Tras intentar ser matador, en la casa de Tomás Sánchez Cajo empezó a tentar con Montero, que tenía un hermano picador, Minuto; más tarde lo hizo en la ganadería de Daniel Ruiz, en casa de los Frías… hasta que un día el maestro Juan Montero le dijo que ahí estaba su sitio, picando, y con él comenzó su carrera bajo el castoreño y ciñendo la calzona. Se puso luego a las órdenes de Juan Martínez, en cuya cuadrilla fue durante las temporadas de 1974 y 1975, actuando posteriormente con diestros como Antonio Rojas, Rafael de la Viña, Manuel Caballero o Luis Francisco Esplá.
Pero con quien hizo camino, con quien más se identificó y con quien se consagró como figura de los de aúpa fue con Dámaso González, con el que picó durante más de 20 años. De él decía que fue el espejo de toda su vida, su referente y su maestro, y tras su muerte, todos los años, en la primera corrida de la feria, al acabar el paseíllo depositaba un ramo de flores en el platillo de un ruedo que tantas veces viese triunfar al gran Damaso, sin tilde, como le llamaban sus paisanos.
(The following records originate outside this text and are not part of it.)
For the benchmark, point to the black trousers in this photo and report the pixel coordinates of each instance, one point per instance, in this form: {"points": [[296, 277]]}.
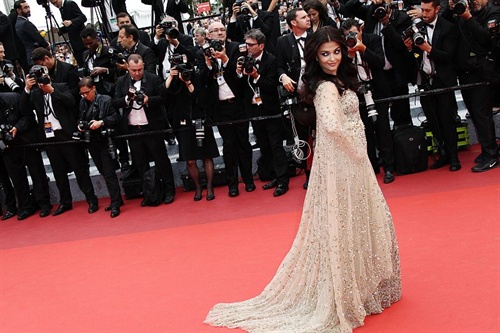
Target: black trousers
{"points": [[479, 103], [269, 134], [60, 156], [8, 189], [106, 166], [440, 111], [146, 146], [16, 161], [400, 109]]}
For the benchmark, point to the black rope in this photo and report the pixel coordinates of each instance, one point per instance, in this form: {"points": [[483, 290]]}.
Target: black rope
{"points": [[260, 118]]}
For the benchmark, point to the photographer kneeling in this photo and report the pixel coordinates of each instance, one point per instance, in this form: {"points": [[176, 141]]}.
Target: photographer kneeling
{"points": [[96, 123]]}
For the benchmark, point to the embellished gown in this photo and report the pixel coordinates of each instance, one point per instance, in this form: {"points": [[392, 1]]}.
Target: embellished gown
{"points": [[344, 262]]}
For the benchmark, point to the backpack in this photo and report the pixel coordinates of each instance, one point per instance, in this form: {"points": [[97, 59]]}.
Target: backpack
{"points": [[153, 188]]}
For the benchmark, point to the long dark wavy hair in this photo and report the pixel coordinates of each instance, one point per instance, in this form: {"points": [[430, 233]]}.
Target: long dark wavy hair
{"points": [[346, 77]]}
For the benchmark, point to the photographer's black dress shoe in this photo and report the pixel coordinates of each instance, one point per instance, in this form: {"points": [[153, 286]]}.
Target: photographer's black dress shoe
{"points": [[61, 209], [441, 162], [8, 214], [280, 190], [455, 166], [115, 211], [250, 187], [233, 192], [93, 207], [168, 199], [24, 214], [270, 185], [488, 165], [388, 177], [45, 212]]}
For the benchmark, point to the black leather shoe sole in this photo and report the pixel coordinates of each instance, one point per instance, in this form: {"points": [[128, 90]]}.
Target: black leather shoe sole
{"points": [[8, 215], [61, 209], [270, 185], [280, 190]]}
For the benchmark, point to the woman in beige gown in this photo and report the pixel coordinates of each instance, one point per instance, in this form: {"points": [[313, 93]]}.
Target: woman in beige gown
{"points": [[344, 261]]}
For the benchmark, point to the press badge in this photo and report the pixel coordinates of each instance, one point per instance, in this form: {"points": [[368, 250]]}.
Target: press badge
{"points": [[256, 97], [220, 79], [49, 133]]}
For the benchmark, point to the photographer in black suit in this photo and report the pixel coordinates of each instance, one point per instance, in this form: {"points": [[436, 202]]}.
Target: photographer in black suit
{"points": [[224, 93], [247, 15], [59, 71], [261, 99], [368, 55], [73, 23], [291, 64], [383, 19], [474, 44], [139, 94], [128, 38], [21, 130], [97, 122], [97, 62], [434, 47], [56, 113]]}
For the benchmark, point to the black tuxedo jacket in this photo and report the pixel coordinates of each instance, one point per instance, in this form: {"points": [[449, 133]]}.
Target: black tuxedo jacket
{"points": [[175, 11], [186, 46], [374, 57], [106, 82], [63, 105], [288, 56], [66, 73], [153, 86], [71, 11], [236, 30], [21, 118], [29, 36], [395, 50], [444, 45], [267, 83], [209, 94], [7, 38]]}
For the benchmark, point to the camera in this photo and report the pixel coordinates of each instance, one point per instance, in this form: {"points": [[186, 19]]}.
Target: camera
{"points": [[247, 62], [460, 6], [217, 45], [40, 73], [366, 90], [414, 33], [108, 134], [117, 56], [170, 30], [351, 39], [382, 9], [199, 132], [83, 72], [8, 81]]}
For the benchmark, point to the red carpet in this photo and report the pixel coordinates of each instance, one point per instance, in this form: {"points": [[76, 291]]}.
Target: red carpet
{"points": [[160, 269]]}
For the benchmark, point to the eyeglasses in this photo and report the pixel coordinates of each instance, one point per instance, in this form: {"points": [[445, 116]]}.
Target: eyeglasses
{"points": [[85, 93], [218, 30]]}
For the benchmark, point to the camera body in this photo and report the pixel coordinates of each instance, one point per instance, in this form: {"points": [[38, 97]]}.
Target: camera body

Tras bajarse del caballo vestido de luces y retirarse del toreo en activo, formó una cuadra de caballos de picar que ha llegado a ser una de las más destacadas del panorama nacional y con la que debutó hace más de 30 años en otro de los festejos clave de Albacete, el festival del Cotolengo. Una cuadra que se hizo grande alrededor de un caballo mítico, Rambo, todo un referente en su vida, y con quien aparece en el azulejo que el Ayuntamiento colocó en la plaza de toros de Albacete hace unos años para inmortalizar a este gran picador y su caballo estrella, al que adquirió con dos años en Puigcerdá y del que se quedó prendado en cuanto lo vio. Antes y después hubo otros caballos que engrandecieron y enaltecieron su empresa, Atila, Chiquetete, Extremeño, Tribuno -llamado así en honor al periódico local, que tanto le quiso-, pero ninguno otro le dio tantas alegrías y satisfacciones como Rambo.
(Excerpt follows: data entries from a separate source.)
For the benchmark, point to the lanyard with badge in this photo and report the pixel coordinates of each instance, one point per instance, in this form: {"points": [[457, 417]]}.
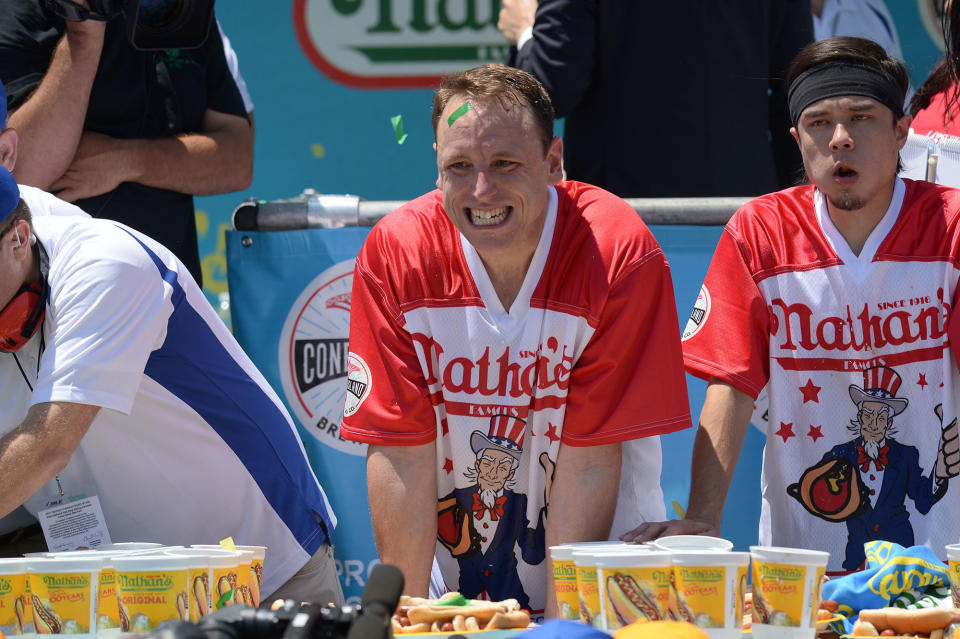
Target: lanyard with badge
{"points": [[68, 521]]}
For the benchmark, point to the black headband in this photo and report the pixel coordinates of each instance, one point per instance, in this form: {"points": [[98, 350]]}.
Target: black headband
{"points": [[833, 79]]}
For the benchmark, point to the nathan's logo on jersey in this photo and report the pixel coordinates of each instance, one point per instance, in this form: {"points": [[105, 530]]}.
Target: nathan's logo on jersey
{"points": [[358, 384], [498, 372], [313, 356], [699, 314], [875, 325]]}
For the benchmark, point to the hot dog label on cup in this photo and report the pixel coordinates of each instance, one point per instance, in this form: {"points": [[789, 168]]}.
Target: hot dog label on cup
{"points": [[702, 591], [631, 594], [108, 608], [62, 602], [150, 598], [741, 596], [589, 595], [565, 582], [14, 604], [815, 598], [778, 593]]}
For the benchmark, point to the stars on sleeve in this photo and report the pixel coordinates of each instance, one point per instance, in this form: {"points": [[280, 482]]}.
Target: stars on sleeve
{"points": [[811, 392], [786, 431]]}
Una vez retirado también de la dirección de su cuadra, que dejó en manos de su nieto Samuel, siguió acudiendo a diario a la plaza, dando conversación a todos, consejos a quien los pedía y conocimientos a cuantos con él trataban.
En los días de corrida se instalaba en un burladero del callejón desde el que no perdía ripio de lo que pasaba en el ruedo, sobre todo durante el tercio de varas, dando recomendaciones al piquero de turno e instrucciones a monosabios y subalternos que se hallaban en su radio de acción:
– Deja que se venga un poco…
– Suelta brida, suelta brida…
– Déjale la mano, que rompa el caballo…
– Dale espuela, dale espuela…
– Llévale, llévale, que sepa quien manda…
– Al tercio, un poco más adelante…
Impagable. Ahora ya nada será igual y el paisaje de Albacete queda un poco más difuminado.